For her, that picture might have represented broken dreams, unfulfilled destinies and unrealised hopes. But for me it was a picture of my family. Umi became vengeful to a point that anything related to bapak is deemed unholy and taboo. I don't see why my mother can't put aside her anger to let me cling on to my love of my family. My family. I have a family and it is mine. It might not be hers but it's mine so I became increasingly defensive of my past.
By then I began a habit of tracking old pictures and hiding them for safekeeping. I put all the pictures of my childhood in a box and carried it everywhere I go. To school, to an island during vacation and anywhere that required me to pack a bag.

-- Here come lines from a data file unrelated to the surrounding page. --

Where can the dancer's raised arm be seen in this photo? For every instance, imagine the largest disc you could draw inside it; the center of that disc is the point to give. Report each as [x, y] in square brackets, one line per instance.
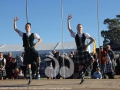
[15, 26]
[68, 22]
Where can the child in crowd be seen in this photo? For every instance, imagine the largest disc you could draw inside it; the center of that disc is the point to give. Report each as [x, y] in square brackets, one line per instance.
[20, 75]
[97, 74]
[109, 70]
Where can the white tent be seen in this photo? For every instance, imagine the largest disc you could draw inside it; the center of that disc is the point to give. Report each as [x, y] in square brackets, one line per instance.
[42, 48]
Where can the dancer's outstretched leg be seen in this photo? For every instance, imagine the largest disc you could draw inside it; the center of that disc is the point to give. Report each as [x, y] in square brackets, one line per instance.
[30, 76]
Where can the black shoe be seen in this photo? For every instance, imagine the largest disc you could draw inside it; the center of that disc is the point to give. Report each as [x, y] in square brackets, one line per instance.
[29, 82]
[82, 81]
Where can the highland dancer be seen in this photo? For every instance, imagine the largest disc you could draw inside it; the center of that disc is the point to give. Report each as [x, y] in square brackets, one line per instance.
[30, 55]
[83, 58]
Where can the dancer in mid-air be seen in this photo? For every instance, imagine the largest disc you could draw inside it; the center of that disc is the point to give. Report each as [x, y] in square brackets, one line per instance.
[30, 55]
[83, 58]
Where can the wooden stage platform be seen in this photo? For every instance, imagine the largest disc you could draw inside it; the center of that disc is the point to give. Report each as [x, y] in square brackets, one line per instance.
[61, 84]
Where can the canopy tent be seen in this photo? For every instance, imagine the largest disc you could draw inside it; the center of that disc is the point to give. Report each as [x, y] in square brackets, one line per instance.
[42, 48]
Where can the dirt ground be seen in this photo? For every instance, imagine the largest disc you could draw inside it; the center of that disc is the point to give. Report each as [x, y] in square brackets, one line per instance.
[61, 84]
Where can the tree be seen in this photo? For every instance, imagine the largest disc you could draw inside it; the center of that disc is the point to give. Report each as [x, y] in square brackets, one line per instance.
[113, 32]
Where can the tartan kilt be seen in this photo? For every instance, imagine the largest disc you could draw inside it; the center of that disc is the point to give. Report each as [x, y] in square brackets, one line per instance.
[82, 57]
[3, 73]
[30, 55]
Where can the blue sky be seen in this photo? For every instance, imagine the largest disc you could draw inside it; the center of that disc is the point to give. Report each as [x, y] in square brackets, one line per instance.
[45, 17]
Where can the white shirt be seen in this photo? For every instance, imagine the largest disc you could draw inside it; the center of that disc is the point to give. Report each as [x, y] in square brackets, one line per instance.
[80, 35]
[36, 36]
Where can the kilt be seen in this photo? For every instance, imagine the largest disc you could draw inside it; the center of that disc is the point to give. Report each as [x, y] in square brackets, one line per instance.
[82, 57]
[30, 55]
[3, 73]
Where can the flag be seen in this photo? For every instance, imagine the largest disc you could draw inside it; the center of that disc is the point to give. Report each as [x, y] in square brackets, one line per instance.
[94, 47]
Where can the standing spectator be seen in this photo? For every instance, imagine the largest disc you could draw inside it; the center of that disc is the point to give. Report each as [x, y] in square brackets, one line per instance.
[8, 65]
[118, 64]
[109, 70]
[13, 66]
[2, 66]
[97, 74]
[103, 61]
[95, 64]
[111, 55]
[16, 73]
[20, 74]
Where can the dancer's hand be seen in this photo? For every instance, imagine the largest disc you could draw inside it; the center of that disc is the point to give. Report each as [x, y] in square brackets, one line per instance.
[69, 17]
[86, 46]
[16, 18]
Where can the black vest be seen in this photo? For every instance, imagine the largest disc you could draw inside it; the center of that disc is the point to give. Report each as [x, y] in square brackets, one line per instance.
[80, 43]
[28, 41]
[1, 63]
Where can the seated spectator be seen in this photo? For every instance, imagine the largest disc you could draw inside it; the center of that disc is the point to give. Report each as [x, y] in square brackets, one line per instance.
[97, 74]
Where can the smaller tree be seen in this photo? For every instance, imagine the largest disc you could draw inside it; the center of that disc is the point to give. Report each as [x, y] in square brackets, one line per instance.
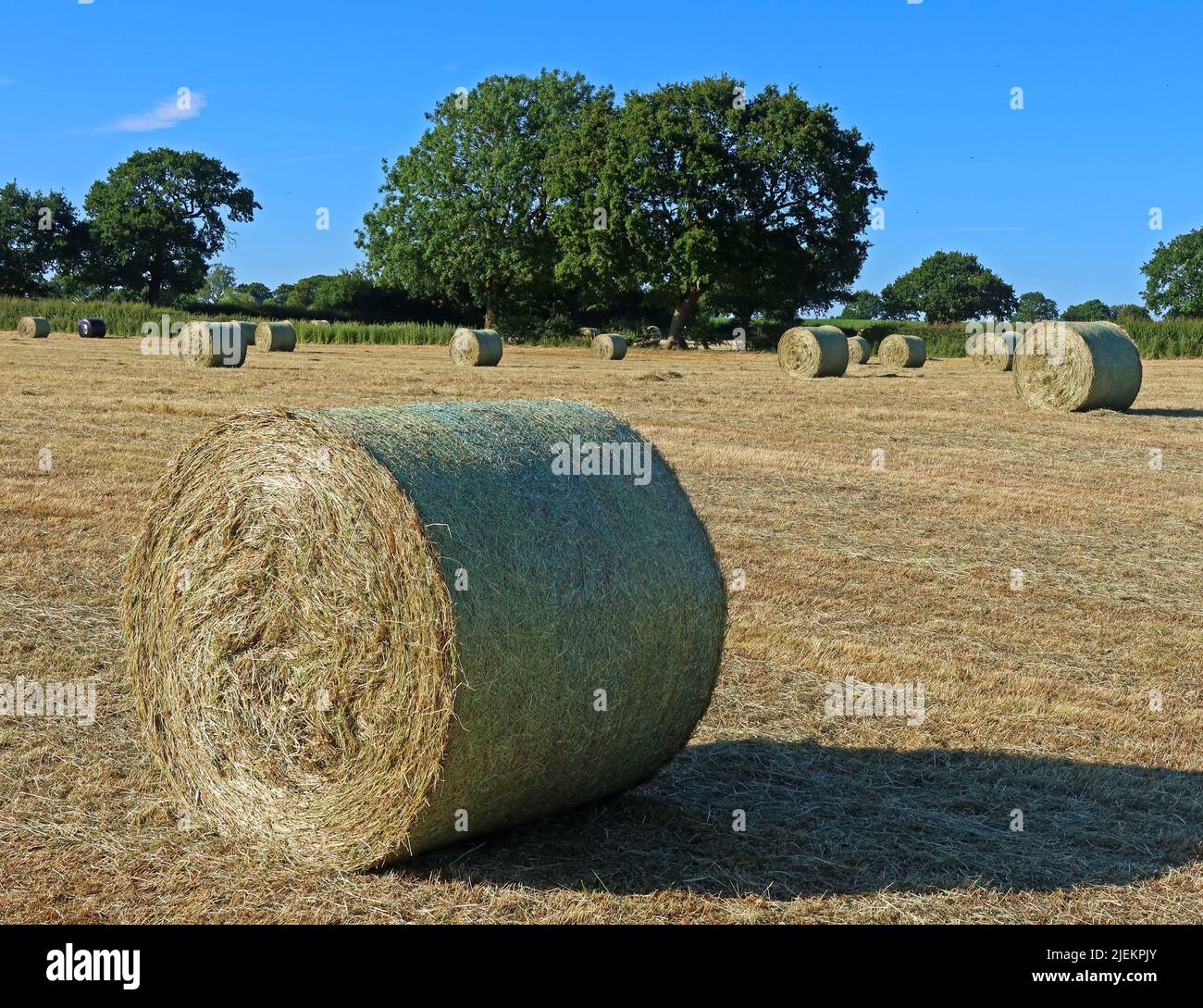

Unlike many children raised by a divorced single parent, I refused to go through life with an unspoken past. How will one carry on walking forward without the knowledge of the tested paths? With my childhood safely guarded in a plastic case cellotaped in a shoebox, nothing can ever overwrite my childhood. No tahfiz, no drunk chinaman, no addicted gambler, no, nothing can ever tarnish the fact that I was happy as a child.
But in truth, I was not always happy.
No, I was mostly miserable as a child. I had a normal but traumatising childhood. I won't go to further details but my childhood was shrouded with suicide attempts, shouting, fighting and a lot of unforgetable consequences of conflicts. Sometimes I think my brothers are more fortunate for not being able to remember their childhood because I remembered every minute of it. Every single burst of emotions, every scar on my body, everytime I forced myself to shut my ears and eyes is always, always a thought away.
I live with the pain of hiding my pain everyday. I realised today why people around me will turn a blind curb when talking about my past. It is painful to reminisce. It is better to keep the subject of my childhood a forced secret. I myself never attempted to properly bind all the old photos in an album. Instead, the photographs are stacked, only revealing a smiling facade; an indication of happiness inconceivable to me.
I know this seems unfair but the only way for this pain turn to a thing of the past is to have both my parents reconcile their differences and stop fighting. I want to sit with them in the same room and ask them why they acted the way they did after the divorce. Why couldn't they settle their difference for my sake? Why?
Why can't they just let me be happy?